Webscraping to CSV with Selenium and Python
Automation and Python are two words that go great together. Let's be honest, scrolling and clicking on links are for people who pay for iCloud storage. So with that tech superior mindset we should automate data collection and export it into one place that is easy to view; enter Selenium and the CSV file. Because there is nothing better than having an Excel style spreadsheet that you can glean over and forget how to do the cell sums (we've all had to google about those things, don't lie!).
So the example I went for is a terminal application that takes a brand and searches three used camera websites, compiles the data and generates an output file. You can download and see the source code for the full version but let's extract the main functions and see how it works.
First, start a virtual environment (My favourite is pipenv because it makes a lock file that can be transferred between people easily):
pipenv shell
pipenv install selenium
pipenv install pandas
Now we have to get the correct webdriver for our browser. What's a webdriver? Basically it is software controls a web browser much like a human would but without the human. Meaning we can input urls, select parts of a page, input data etc. This is really handy for test automation when working with applications on a large scale or webscraping. So this part really depends on your browser. Navigate to this page that acts as a source for each browser's supported driver. I use Chrome for its great dev tools and ability to drain your battery. Next, you need to find what version of Chrome you use. To do this on Mac:
Chrome > About Google Chrome
Which will show you what version you use (mine is 84). Next download the corresponding file and extract the executable from the zip file. There is now a few ways to do the next step including storing it as an environment variable but a simple one is to copy this file to the root of the webscraping project you just created.

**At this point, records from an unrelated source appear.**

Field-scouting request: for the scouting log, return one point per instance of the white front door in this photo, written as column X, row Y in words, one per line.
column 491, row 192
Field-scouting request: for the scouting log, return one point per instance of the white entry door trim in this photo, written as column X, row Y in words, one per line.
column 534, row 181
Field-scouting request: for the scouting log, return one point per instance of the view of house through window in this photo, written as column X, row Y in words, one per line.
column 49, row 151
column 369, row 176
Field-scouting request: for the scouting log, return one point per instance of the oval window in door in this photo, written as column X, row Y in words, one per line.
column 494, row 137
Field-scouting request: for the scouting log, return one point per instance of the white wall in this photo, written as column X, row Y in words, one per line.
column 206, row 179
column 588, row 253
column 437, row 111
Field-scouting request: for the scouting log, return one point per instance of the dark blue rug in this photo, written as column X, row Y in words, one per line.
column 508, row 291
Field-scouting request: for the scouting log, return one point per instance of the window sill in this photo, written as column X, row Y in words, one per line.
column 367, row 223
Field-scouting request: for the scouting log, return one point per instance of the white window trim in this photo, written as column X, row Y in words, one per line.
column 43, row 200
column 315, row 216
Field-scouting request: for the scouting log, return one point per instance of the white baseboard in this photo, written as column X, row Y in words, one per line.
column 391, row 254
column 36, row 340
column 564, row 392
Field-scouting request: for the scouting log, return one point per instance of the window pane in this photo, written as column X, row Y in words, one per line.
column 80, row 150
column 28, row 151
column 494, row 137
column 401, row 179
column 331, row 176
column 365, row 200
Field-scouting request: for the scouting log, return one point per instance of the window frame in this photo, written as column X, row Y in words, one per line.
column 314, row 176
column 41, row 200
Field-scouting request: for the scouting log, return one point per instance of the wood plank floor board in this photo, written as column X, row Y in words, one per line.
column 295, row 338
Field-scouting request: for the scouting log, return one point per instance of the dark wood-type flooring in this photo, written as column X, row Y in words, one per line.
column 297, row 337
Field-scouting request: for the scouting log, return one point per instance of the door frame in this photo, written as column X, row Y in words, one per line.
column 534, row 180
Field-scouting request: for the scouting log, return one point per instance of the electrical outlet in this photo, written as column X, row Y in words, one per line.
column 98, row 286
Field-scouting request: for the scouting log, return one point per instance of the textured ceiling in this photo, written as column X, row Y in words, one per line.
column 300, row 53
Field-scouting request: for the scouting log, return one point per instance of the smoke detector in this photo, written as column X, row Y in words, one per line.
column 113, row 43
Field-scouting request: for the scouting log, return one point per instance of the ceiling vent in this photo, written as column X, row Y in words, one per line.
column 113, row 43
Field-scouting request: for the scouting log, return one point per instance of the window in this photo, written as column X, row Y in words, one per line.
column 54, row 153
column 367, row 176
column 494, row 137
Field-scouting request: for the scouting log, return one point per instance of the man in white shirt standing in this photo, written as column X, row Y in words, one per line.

Create a file and include this at the top:
from selenium import webdriver
driver = webdriver.Chrome("./chromedriver", options = opts)
So we are importing Selenium and creating a webdriver, linking it to the Chrome driver file that is in our current directory, easy peasy.
Now let's give it a go to make sure everything is working. Add this below:
driver.get(f'https://www.camerajungle.co.uk/cameras/digital-slr-cameras/canon')
If you run the file and a browser window opens, navigating to a camera website page, then we are all set, make sure you kill the terminal command and now let's get down to it.
First of all, we need to stop that browser opening up again and again, it will become a pain in the arse and clog Chrome to the point you have to restart it. To get around that, we can modify our code:
from selenium import webdriver
#This option stops the browser from popping up
opts = webdriver.ChromeOptions()
opts.headless =True
driver = webdriver.Chrome("./chromedriver", options = opts)
A headless browser just means that it will run in the background without the window popping up, very handy.
So now we've come to the crux of what we came here to do, which is analyse our chosen website and to get what data we need. The first site I have chosen is Camera Jungle which is a good starting place because the website uses REST, making our URLs easy to map. Now what do I mean by this? If we navigate to Camera Jungle and pick a category like Canon DSLRs we get
We see some great things for our scraper. Firstly, all the cameras are on one page, so no having to select links to see them all. Secondly, the URL could easily get different results if the last term were changed. Perhaps using string interpolation...
Anyway, we can now examine the page to see what we need. We basically want all the cameras so we can cycle through them extracting the data right? In Chrome we can right-click on web page element and examine it.
What we are looking for is any wrapper that wraps the whole object of our product. In this case it is:
<div class="product-lister"></div>
We could have found this element by a number of means, Class name, type of tag, XPath, lots of ways but the class makes sense here. We can now get our driver to select all the elements (aka our cameras) and assign them to a list of objects. Add this code and let's print the length of the list to make sure we have some data.
driver.get(f'https://www.camerajungle.co.uk/cameras/digital-slr-cameras/canon')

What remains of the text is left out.